If you do not have a Scrapy project yet, use zyte-spider-templates-project as a starting template to get started quickly.

Requirements

  • Python 3.8+

  • Scrapy 2.11+

For Zyte API features, including AI-powered parsing, you need a Zyte API subscription.

Installation

pip install zyte-spider-templates

Configuration

In your Scrapy project settings (usually in settings.py):

For Zyte API features, including AI-powered parsing, configure scrapy-zyte-api with scrapy-poet integration.

The following additional settings are recommended:

  • Set CLOSESPIDER_TIMEOUT_NO_ITEM to 600, to force the spider to stop if no item has been found for 10 minutes.

  • Set SCHEDULER_DISK_QUEUE to "scrapy.squeues.PickleFifoDiskQueue" and SCHEDULER_MEMORY_QUEUE to "scrapy.squeues.FifoMemoryQueue", for better request priority handling.

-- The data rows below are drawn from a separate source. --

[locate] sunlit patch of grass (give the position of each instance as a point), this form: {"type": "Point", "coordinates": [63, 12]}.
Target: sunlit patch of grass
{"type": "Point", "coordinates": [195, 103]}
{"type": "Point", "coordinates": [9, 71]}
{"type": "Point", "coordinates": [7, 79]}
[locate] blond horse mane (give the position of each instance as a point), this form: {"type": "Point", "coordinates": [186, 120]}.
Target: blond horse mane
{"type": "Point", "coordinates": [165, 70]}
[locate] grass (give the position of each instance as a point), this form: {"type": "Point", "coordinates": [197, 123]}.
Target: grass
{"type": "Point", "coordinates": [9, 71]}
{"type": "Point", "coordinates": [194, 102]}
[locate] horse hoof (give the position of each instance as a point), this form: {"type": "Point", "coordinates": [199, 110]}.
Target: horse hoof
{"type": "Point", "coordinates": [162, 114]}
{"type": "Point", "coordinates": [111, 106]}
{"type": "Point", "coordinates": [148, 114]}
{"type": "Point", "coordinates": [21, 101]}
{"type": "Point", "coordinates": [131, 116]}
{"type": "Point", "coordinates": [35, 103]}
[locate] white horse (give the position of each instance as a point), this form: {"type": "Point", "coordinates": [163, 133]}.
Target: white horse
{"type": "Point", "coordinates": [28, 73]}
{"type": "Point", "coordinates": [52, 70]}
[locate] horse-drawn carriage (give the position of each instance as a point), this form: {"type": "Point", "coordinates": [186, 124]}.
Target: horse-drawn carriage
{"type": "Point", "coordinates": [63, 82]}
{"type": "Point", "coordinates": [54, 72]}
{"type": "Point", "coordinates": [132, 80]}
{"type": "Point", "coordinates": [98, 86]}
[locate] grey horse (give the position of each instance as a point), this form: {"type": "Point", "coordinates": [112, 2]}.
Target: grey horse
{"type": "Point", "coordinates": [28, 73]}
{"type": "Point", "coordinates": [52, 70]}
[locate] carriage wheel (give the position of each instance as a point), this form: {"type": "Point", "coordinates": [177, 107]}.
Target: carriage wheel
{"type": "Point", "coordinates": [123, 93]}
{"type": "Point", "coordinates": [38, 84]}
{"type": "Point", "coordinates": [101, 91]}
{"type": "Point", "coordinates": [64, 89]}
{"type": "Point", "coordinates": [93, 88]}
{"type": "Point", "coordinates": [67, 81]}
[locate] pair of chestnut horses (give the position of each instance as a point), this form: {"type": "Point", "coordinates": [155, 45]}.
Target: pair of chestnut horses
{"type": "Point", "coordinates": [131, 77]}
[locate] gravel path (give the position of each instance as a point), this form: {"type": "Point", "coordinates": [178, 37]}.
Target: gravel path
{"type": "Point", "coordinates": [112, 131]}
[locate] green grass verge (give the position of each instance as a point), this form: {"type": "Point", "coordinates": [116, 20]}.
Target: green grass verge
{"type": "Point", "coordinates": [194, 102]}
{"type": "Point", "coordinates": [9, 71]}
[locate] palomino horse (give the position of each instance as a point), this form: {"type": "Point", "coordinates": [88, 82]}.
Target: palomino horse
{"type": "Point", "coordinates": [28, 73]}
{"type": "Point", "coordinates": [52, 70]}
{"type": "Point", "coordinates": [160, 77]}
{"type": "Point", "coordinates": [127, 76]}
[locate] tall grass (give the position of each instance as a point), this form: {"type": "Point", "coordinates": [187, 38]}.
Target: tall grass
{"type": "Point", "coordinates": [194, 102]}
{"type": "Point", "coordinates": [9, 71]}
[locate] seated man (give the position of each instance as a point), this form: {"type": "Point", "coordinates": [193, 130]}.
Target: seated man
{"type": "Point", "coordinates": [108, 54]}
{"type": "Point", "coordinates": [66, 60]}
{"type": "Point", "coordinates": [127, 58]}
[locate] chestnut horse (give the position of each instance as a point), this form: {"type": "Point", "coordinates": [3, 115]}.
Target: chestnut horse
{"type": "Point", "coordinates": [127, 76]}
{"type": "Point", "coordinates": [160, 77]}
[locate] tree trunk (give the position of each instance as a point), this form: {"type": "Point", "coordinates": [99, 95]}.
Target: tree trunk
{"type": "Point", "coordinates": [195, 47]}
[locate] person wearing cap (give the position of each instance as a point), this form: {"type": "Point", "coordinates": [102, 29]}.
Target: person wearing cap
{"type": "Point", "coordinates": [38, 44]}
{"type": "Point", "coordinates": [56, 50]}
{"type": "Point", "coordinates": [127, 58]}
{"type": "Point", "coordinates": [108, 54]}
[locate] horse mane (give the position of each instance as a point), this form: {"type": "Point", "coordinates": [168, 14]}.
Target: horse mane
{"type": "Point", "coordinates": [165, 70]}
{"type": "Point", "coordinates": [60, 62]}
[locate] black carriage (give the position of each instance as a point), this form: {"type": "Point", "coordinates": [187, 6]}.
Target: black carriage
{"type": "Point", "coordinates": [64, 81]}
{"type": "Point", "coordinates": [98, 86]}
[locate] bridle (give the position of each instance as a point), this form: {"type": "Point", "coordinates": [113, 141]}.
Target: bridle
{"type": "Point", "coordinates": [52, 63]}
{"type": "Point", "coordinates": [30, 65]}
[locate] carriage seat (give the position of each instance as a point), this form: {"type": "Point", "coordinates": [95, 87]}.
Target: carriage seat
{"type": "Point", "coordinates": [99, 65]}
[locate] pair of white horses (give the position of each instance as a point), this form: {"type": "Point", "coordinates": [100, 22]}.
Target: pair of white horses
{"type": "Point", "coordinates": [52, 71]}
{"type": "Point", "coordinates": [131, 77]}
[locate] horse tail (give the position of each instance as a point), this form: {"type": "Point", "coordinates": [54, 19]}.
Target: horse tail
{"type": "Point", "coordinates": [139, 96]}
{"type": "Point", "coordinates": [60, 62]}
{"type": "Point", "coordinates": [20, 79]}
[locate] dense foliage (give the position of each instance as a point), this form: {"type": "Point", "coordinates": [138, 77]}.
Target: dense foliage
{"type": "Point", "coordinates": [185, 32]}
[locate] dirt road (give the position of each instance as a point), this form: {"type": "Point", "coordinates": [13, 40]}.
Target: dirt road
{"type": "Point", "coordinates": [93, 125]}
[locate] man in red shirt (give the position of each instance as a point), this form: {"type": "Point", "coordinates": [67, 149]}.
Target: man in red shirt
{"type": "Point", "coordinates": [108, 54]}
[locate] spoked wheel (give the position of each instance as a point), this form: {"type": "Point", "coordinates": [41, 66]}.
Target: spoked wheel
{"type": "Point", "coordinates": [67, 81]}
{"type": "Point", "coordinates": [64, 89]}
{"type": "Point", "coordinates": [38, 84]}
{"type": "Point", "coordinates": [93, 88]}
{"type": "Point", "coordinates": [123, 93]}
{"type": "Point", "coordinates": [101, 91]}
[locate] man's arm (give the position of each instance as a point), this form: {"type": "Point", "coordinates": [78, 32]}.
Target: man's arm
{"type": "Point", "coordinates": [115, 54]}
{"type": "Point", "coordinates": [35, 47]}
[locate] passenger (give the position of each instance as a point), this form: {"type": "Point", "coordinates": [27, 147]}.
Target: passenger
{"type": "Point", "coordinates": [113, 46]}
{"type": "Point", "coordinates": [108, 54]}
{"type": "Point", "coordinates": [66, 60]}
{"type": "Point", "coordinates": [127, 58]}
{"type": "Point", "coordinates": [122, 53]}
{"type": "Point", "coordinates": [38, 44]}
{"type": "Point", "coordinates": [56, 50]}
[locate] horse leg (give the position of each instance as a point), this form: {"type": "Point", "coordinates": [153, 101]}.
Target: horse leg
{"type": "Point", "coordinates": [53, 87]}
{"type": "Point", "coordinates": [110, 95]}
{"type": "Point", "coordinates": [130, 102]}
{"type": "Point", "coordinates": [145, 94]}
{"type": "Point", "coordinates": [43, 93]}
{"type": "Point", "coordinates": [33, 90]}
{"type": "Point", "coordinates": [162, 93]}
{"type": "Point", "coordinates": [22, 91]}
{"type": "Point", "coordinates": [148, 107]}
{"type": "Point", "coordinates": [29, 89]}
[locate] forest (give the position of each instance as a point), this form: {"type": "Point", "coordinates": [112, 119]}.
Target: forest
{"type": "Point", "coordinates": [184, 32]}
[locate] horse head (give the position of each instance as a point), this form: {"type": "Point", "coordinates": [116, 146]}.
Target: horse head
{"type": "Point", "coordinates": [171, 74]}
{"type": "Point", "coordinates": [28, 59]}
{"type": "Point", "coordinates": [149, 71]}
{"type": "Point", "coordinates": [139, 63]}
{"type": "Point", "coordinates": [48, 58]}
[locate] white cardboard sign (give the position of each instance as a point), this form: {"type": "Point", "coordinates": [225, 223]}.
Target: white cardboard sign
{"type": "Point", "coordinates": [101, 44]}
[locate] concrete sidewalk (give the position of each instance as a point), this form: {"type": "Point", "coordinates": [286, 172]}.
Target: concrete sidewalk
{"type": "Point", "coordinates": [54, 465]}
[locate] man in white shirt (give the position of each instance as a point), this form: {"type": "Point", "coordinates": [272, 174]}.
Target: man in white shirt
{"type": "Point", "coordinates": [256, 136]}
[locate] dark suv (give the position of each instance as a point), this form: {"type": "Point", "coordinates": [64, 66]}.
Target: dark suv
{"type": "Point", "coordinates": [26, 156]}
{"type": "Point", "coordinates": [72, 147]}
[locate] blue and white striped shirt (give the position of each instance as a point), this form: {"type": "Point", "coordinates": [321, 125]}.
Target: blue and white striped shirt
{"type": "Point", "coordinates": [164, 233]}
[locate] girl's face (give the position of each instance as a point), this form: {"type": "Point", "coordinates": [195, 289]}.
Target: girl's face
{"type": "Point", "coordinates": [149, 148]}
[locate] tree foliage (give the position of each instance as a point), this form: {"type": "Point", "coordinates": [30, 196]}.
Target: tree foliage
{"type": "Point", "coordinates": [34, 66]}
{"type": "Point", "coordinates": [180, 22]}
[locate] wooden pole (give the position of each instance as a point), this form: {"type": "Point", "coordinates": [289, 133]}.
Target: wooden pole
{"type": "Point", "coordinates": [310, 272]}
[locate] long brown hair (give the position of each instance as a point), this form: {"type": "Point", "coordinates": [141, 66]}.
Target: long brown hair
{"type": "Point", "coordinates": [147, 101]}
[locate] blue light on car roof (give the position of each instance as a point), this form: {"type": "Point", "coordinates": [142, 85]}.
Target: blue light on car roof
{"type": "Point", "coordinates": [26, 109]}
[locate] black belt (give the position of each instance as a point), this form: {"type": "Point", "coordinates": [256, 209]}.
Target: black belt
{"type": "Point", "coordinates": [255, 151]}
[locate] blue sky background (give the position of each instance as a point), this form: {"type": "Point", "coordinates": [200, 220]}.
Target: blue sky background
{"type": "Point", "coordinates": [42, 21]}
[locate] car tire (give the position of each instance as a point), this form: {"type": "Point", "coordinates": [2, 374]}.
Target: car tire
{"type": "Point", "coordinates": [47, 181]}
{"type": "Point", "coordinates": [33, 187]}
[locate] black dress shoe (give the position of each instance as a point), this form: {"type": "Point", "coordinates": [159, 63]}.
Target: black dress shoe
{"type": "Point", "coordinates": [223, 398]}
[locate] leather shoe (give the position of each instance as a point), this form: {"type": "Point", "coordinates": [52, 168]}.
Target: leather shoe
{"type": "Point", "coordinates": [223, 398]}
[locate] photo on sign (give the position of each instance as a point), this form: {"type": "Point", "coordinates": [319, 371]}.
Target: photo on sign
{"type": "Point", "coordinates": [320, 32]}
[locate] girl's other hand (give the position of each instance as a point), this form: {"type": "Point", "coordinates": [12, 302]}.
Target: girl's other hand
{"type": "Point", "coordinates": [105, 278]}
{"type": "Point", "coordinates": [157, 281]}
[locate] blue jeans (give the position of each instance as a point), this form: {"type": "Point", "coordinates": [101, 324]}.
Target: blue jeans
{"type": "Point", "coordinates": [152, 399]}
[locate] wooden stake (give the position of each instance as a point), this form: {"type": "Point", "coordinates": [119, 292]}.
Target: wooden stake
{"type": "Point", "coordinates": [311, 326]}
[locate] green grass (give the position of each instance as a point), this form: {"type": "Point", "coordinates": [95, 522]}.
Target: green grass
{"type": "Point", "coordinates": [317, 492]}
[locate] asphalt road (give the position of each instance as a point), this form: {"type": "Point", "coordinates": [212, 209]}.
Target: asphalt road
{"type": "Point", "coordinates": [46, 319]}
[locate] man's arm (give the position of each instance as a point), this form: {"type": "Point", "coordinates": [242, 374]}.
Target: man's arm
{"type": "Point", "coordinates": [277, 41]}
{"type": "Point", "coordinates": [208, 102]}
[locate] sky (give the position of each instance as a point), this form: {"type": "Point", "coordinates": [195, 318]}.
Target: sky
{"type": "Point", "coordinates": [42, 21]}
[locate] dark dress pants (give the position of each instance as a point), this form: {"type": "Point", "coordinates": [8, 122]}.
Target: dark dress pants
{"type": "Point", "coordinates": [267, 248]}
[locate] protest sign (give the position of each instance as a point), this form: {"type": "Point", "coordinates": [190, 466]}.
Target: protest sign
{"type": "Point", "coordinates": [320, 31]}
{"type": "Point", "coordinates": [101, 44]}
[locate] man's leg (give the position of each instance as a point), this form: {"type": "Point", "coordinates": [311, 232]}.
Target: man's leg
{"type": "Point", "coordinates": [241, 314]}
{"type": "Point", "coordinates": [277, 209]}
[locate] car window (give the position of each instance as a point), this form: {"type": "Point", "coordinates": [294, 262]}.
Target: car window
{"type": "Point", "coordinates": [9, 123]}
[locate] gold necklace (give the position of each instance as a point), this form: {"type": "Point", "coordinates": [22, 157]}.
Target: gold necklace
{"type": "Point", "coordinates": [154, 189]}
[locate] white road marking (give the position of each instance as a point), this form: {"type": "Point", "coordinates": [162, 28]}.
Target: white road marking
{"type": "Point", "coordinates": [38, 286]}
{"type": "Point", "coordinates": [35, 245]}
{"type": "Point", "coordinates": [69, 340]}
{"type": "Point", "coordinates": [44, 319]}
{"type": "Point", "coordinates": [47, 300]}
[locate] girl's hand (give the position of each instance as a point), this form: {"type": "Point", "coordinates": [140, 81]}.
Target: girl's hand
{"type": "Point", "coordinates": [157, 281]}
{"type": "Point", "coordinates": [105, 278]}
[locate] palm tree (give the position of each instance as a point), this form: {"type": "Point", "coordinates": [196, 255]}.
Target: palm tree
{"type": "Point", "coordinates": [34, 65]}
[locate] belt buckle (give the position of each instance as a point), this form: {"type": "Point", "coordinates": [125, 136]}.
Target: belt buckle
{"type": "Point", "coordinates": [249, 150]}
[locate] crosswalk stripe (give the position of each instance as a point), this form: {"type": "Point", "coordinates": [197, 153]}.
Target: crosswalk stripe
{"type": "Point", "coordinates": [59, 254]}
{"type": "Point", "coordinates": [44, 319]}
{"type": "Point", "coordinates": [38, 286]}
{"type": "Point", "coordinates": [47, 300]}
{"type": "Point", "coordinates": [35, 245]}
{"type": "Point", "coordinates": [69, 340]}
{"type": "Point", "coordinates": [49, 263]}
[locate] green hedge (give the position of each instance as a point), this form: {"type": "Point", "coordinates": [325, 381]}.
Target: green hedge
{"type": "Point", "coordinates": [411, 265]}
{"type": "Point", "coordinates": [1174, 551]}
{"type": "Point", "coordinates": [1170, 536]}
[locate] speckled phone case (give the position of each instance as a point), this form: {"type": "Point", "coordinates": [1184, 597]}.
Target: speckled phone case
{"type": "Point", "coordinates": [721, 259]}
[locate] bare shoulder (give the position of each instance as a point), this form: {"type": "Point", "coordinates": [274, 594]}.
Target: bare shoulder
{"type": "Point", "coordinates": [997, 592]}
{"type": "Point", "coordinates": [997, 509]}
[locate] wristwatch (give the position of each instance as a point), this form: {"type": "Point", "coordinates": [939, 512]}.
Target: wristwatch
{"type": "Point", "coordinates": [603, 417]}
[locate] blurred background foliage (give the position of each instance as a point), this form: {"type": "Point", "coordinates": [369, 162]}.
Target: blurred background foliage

  • Update SPIDER_MIDDLEWARES to include "zyte_spider_templates.middlewares.CrawlingLogsMiddleware": 1000, to log crawl data in JSON format for debugging purposes.

  • Ensure that zyte_common_items.ZyteItemAdapter is also configured:

    from itemadapter import ItemAdapter
    from zyte_common_items import ZyteItemAdapter
    
    ItemAdapter.ADAPTER_CLASSES.appendleft(ZyteItemAdapter)
    
  • Update SPIDER_MIDDLEWARES to include "zyte_spider_templates.middlewares.AllowOffsiteMiddleware": 500 and "scrapy.spidermiddlewares.offsite.OffsiteMiddleware": None. This allows for crawling item links outside of the domain.

For an example of a properly configured settings.py file, see the one in zyte-spider-templates-project.